Going to church in the Apocalypse

Jim sits comfortable upon a simple grey chair.  Dressed in his best Sunday suit, a Calvin Klein stolen from the remains of a men’s store.  Jim adjusts the wide brimmed fedora upon his head and settles into the mass of broken concrete and remains of the world’s past.

“The world imploded on itself,” Jim thought stretching his feet out in front of him.  He was miles away from Philadelphia but it was still a breathtaking view of progress, peace and hidden angst.

“The whole world was a tinderbox of anger.”

It started as a rebellion.  An excursion of terror that was dismissed as palatable.  The rebellion grew as others realized life, as they knew it, was incorrect and wrong.  States fell and peaceful nations stood and watched as ‘those other people’ suffered.

“Those other people wanted to be at peace.  They wanted what we had and became desperate to have it.”

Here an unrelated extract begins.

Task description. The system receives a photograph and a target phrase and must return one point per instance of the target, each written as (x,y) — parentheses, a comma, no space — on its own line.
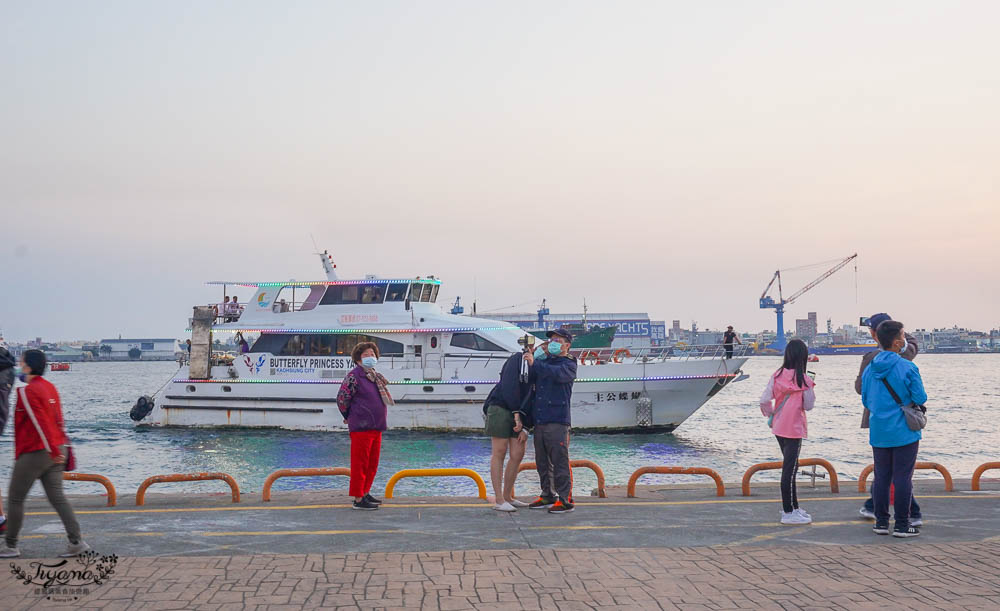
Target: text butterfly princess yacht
(440,366)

In order to grasp the horror of the incoming wave of the rebellion the, once peaceful, states punished the fallen states.  They pummelled them into submission as the rebellion scurried away and rebuilt.

“The rebellion spoke of oppression and sold a solution to the ones that were listening and beat the mantra into the ones that were not.”

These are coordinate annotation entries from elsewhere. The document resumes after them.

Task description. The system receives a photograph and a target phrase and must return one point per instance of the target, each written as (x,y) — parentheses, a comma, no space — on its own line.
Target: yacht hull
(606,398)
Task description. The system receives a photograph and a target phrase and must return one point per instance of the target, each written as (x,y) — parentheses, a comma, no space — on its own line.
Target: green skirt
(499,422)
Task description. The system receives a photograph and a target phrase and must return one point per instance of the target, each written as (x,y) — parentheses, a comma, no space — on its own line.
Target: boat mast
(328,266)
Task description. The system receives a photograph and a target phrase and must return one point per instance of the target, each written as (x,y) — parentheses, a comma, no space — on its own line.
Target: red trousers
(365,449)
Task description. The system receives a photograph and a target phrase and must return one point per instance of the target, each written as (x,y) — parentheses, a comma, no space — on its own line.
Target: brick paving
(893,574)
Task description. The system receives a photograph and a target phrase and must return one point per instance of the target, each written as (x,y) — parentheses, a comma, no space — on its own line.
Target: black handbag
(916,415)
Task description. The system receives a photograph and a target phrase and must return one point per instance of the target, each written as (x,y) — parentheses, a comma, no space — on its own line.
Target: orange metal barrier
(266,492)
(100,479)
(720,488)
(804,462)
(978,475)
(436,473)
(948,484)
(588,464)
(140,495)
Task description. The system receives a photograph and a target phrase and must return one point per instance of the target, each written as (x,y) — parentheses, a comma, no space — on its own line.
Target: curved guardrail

The rebellion rekindled as peace washed over the world but failed to soak the population.  The positions of the politicians had changed.  They had a demonstration of brute strength that worked.  A policy of terror that would save the peace and color the people white with candy-coated smiles.

“I didn’t see any smiling happy people roaming the streets with an oversized lollipop and a skip in their step,” Jim thinks as he hears a distant rumble.

Void of emotion, Jim watches as a tower of glass falls within the city.  It’s steel structure standing upon the human optimism that used to exist.  The dust cloud bellows upward toward the sky only to fall short and roll outward.

The emotion empty, except for a partial tear hanging onto the dirt covered face of an overworked, post-apocalyptic father of four.  Jim turns his head suddenly.  His chair skirts over the concrete and tumbles down a mountain of rubble.

“Daddy,  Katie and I want to play ball with the Watson family down the street.”

Jim looks down and stares at the blue eyes of his youngest child.  Her face covered in dirt and her clothes torn.

“Well, you have your playing clothes on already.  Watch out for debris?  Make sure the adults cleared the area you’re playing in and someone is there to watch you.”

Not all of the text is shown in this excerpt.